Gudnadóttir began playing cello as a child, entered the Reykjavík Music Academy and then moved on to musical studies/composition and new media at the Iceland Academy of the Arts and the Berlin University of the Arts.

She has released four critically acclaimed solo albums on Touch, which were rereleased in 2020 on Deutsche Grammophon: Mount A (2006), Without Sinking (2009), Leyfðu Ljósinu (2012) and Saman (2014). Her records have been nominated a number of times for the Icelandic Music Awards.

Hildur Guðnadóttir has composed music for theatre, dance performances and films. The Icelandic Symphony Orchestra, Icelandic National Theatre, Tate Modern, The British Film Institute, The Royal Swedish Opera in Stockholm and Gothenburg National Theatre are amongst the institutions that have commissioned new works. She was nominated for the Nordic Music Council Prize as composer of the year 2014.

Among others Hildur Gudnadóttir has performed live and recorded music with Skúli Sverrisson, Jóhann Jóhannsson, múm, Sunn O))), Pan Sonic, Hauschka, Wildbirds & Peacedrums, Ryuichi Sakamoto, David Sylvian, The Knife, Fever Ray and Throbbing Gristle.

In 2018, she was nominated for a Discovery of the Year Award at the World Soundtrack Academy in Gent, where she received the award as Best TV Composer in 2019. Furthermore, she received the Asia Pacific Screen Award for Best Score (Mary Magdalene) and Best Score at the Beijing International Film Festival for Journey’s End.

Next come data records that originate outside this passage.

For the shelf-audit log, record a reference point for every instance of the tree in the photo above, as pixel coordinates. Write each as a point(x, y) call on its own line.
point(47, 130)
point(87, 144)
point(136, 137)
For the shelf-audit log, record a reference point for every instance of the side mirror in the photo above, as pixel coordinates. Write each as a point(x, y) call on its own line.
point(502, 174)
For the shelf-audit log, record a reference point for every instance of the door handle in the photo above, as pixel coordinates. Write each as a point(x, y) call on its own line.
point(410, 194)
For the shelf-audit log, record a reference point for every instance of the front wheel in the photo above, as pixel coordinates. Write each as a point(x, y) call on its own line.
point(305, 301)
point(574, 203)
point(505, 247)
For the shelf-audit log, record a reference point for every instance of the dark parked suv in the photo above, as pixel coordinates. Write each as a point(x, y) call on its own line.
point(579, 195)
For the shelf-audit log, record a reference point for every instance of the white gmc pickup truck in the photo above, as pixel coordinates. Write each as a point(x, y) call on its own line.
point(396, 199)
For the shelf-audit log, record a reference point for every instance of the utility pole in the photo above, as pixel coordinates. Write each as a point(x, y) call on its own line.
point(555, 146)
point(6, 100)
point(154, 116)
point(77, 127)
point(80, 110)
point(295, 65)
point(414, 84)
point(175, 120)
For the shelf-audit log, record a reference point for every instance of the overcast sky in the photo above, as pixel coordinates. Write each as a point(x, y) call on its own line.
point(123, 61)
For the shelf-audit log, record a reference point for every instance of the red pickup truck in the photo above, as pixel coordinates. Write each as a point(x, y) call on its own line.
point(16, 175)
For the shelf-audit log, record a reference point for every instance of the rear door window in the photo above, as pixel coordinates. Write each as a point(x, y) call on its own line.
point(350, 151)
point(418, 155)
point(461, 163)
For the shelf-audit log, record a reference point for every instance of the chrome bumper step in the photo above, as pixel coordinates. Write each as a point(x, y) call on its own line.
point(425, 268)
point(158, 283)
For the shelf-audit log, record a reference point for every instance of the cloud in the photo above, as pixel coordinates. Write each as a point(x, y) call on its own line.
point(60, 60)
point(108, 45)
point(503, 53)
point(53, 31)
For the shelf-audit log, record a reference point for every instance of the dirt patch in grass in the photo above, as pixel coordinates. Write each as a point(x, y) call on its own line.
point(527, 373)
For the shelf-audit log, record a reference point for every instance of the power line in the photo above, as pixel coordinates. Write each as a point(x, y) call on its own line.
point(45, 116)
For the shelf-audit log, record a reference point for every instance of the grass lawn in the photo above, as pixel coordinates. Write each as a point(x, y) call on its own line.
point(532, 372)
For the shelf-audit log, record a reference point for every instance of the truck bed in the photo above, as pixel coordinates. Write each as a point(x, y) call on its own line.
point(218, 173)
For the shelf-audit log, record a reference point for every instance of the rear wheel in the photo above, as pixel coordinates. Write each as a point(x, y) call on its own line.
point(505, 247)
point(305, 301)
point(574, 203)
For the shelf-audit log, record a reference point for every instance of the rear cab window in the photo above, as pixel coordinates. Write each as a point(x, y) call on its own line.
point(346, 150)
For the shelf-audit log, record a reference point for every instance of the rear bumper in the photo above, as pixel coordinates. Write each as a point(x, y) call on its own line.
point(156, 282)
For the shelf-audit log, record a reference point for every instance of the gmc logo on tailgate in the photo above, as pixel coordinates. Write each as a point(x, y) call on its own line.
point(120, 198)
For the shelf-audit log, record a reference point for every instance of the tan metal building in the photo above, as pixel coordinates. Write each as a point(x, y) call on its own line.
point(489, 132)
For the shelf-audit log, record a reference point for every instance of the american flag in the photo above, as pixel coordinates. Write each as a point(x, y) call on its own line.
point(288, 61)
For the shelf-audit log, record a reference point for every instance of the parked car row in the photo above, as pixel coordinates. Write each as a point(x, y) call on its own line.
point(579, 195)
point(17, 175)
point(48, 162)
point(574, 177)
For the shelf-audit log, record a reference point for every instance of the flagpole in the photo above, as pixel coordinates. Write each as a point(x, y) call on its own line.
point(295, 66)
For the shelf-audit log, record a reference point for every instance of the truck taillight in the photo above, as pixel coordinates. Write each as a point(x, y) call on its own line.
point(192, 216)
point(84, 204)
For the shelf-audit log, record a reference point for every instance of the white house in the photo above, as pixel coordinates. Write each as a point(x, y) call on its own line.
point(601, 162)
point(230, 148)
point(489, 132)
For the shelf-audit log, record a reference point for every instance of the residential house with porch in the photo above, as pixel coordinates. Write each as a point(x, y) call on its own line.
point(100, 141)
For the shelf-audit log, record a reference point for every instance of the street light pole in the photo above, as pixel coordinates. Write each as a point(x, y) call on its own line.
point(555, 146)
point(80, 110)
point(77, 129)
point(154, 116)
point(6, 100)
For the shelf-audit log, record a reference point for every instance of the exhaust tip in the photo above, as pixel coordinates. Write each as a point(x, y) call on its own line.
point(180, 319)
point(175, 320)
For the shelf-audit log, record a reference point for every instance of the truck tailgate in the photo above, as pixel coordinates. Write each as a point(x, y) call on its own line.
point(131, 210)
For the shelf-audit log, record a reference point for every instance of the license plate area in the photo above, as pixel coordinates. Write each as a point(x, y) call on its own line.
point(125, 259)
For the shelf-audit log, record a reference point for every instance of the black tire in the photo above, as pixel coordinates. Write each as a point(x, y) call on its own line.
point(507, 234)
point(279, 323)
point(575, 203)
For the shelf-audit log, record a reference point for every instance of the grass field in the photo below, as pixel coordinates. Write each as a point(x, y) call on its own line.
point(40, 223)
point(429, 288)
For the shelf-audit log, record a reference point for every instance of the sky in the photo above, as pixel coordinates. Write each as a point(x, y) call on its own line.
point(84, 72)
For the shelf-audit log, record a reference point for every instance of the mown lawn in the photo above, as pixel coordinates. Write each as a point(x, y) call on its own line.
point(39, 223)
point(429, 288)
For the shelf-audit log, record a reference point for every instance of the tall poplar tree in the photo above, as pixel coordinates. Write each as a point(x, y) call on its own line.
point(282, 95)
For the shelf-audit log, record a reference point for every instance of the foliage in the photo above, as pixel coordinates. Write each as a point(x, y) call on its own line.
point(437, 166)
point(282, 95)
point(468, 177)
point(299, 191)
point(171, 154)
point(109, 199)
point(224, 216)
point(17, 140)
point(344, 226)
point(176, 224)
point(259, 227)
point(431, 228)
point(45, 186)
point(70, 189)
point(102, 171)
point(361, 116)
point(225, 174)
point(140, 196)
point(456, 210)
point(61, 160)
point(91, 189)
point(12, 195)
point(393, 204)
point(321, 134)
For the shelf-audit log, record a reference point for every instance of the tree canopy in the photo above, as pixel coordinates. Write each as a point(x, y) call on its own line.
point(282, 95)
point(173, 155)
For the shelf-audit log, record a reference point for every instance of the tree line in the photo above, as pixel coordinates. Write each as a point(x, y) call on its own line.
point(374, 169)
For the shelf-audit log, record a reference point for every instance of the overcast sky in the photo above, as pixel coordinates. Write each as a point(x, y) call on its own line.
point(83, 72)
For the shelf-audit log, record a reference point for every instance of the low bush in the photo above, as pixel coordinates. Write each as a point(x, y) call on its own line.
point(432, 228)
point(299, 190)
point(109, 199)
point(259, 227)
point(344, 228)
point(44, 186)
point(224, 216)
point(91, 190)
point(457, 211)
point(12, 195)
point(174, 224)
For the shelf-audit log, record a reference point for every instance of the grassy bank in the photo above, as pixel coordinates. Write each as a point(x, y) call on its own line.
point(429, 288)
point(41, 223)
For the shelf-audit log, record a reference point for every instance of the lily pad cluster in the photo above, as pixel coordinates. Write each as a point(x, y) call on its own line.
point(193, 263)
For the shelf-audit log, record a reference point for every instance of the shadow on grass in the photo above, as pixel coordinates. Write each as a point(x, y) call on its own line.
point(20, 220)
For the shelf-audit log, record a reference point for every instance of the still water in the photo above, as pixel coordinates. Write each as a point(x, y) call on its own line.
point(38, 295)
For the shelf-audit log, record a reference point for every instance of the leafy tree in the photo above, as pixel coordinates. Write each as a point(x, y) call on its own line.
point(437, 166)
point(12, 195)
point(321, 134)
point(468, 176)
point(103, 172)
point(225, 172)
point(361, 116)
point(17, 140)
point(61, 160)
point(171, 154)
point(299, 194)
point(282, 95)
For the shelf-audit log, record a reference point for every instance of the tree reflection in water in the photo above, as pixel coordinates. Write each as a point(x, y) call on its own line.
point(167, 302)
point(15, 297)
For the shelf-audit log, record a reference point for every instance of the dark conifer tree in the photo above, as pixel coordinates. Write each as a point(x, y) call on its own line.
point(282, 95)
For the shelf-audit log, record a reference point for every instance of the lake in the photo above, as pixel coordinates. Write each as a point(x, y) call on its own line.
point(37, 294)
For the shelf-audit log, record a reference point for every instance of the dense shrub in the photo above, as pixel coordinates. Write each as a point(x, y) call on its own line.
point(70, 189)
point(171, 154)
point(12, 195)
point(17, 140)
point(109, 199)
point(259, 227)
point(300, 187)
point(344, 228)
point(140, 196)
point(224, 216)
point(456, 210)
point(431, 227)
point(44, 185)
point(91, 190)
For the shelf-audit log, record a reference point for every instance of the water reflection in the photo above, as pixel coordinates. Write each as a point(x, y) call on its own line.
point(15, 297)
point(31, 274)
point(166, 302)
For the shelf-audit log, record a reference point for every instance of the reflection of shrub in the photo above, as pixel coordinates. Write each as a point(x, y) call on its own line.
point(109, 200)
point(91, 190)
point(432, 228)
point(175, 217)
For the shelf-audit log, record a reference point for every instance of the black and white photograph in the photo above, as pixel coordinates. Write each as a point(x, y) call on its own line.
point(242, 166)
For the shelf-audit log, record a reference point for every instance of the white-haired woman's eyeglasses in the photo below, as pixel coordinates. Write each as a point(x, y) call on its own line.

Her most recent film scores include the music for the HBO series Chernobyl, awarded with an Emmy as well as a Grammy, and the score for Todd Phillip's last film Joker, for which Hildur Gudnadóttir received an Academy Award for Best Music and was furthermore awarded with a BAFTA, a Golden Globe and the Critics' Choice Movie Award.

Film

Women Talking, 2022
Directed by Sarah Polley

TÁR, 2022
Directed by Todd Field

Chernobyl, 2019
Directed by Johan Renck

Joker, 2019
Directed by Todd Phillips

Sicario 2, 2018
Directed by Stefano Sollima

Street Spirits, 2018
Directed by Ryan Furlong

Mary Magdalene, 2017
Directed by Garth Davis

Tom of Finland, 2017
Directed by Dome Karukoski

The Beautiful Lady Without Mercy, 2017
Directed by Gianluigi Carella

Strong Island, 2017
Directed by Yance Ford

The Oath, 2016
Directed by Baltasar Kormákur

Trapped, 2015/16
Directed by Baltasar Kormákur
Music for 10 episodes
Co-composers: Jóhann Jóhannsson, Rutger Hoedemaekers

End of Summer, 2014
Directed by Jóhann Jóhannsson

Jin, 2013
Directed by Reha Erdem

Pandora's Box (1929), 2012
Directed by Georg Wilhelm Pabst

A Hijacking, 2012
Directed by Tobias Lindholm

The Bleeding, 2011
Directed by Philip Gelatt
 
The Gift, 2006
Directed by Markus Wambsganss
 
Another, 2005
Directed by Helena Jónsdóttir
 
Jón Bóndi, 2004
Directed by Una Lorenzen
 
Der Besuch, 2004
Directed by Vicky Cohn

COMMISSION

PREPARED LISTENING for Cello and Voice

Music and Performance: Hildur Guðnadóttir

We live in a world saturated with electromagnetic radiation, largely of our own making. Since the beginning of the 20th century we have been projecting radio waves, then television, and now mobile phones and the internet into every corner of the Earth. Very few people have ever experienced an unpolluted space free of this radiation. Pinar & Viola envisage creating an installation based on the principle of the Faraday Cage, which when built will allow the audience to be in an inert space, free from such influence.

The Richard Thomas Foundation commissioned Hildur Guðnadóttir to create a solo cello piece, intended ultimately to be performed in such an installation.